À la surprise du public, le film s’ouvre sur une séquence en négatif, un procédé qui interviendra à plusieurs reprises nous permettant d’accéder à l’intériorité du protagoniste à travers des flashbacks, des rêves voire des hallucinations. Cette rupture esthétique audacieuse permet d’amplifier la dualité entre un passé dans lequel Siddhartha pouvait s’épanouir et un présent qui fait de lui un être totalement marginal.
Cette dualité n’est pas seulement temporelle, elle est avant tout spatiale. Comme chez Murnau, le personnage n’arrive pas à suivre le rythme effréné de la ville. Les grands espaces qui demeuraient ruraux sont remplacés par des espaces confinés, des bus bondés... C’est dans les cadrages que Satyajit Ray a su exceller puisqu’il parvient à enfermer son personnage avec des sur-cadrages ainsi que des perspectives qui viennent écraser Siddhartha.

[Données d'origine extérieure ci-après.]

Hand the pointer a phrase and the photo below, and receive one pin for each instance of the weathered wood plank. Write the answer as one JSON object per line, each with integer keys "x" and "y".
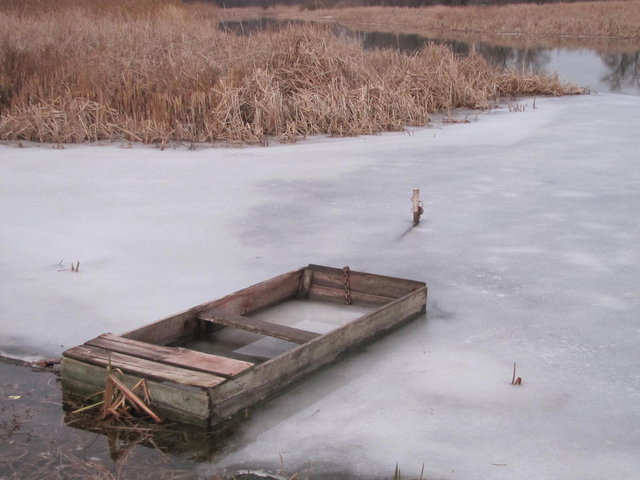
{"x": 270, "y": 377}
{"x": 176, "y": 356}
{"x": 305, "y": 283}
{"x": 259, "y": 296}
{"x": 185, "y": 326}
{"x": 337, "y": 295}
{"x": 185, "y": 404}
{"x": 262, "y": 327}
{"x": 175, "y": 329}
{"x": 364, "y": 282}
{"x": 142, "y": 367}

À travers des plans éloignés de son protagoniste, le cinéaste indien crée une distance entre le jeune et cette société qui aliène et transforme ses habitants en du bétail. Le travail sur la photographie amplifie cette aliénation de l’individu puisque la lumière brute zénithale efface complètement les ombres et par extension les hommes, avec un soleil aveuglant qui écrase tout autant que la société indienne de l’ époque. C’est l’humanisme de Siddhartha qui finira par se distinguer de ses adversaires dans cet enfer bureaucratique.
Satyajit Ray a ainsi su s’emparer des ressources qu’offre le médium cinématographique et réussit à construire un film riche avec une esthétique parfaitement adapté à son fond tout en portant une problématique qui demeure d’actualité.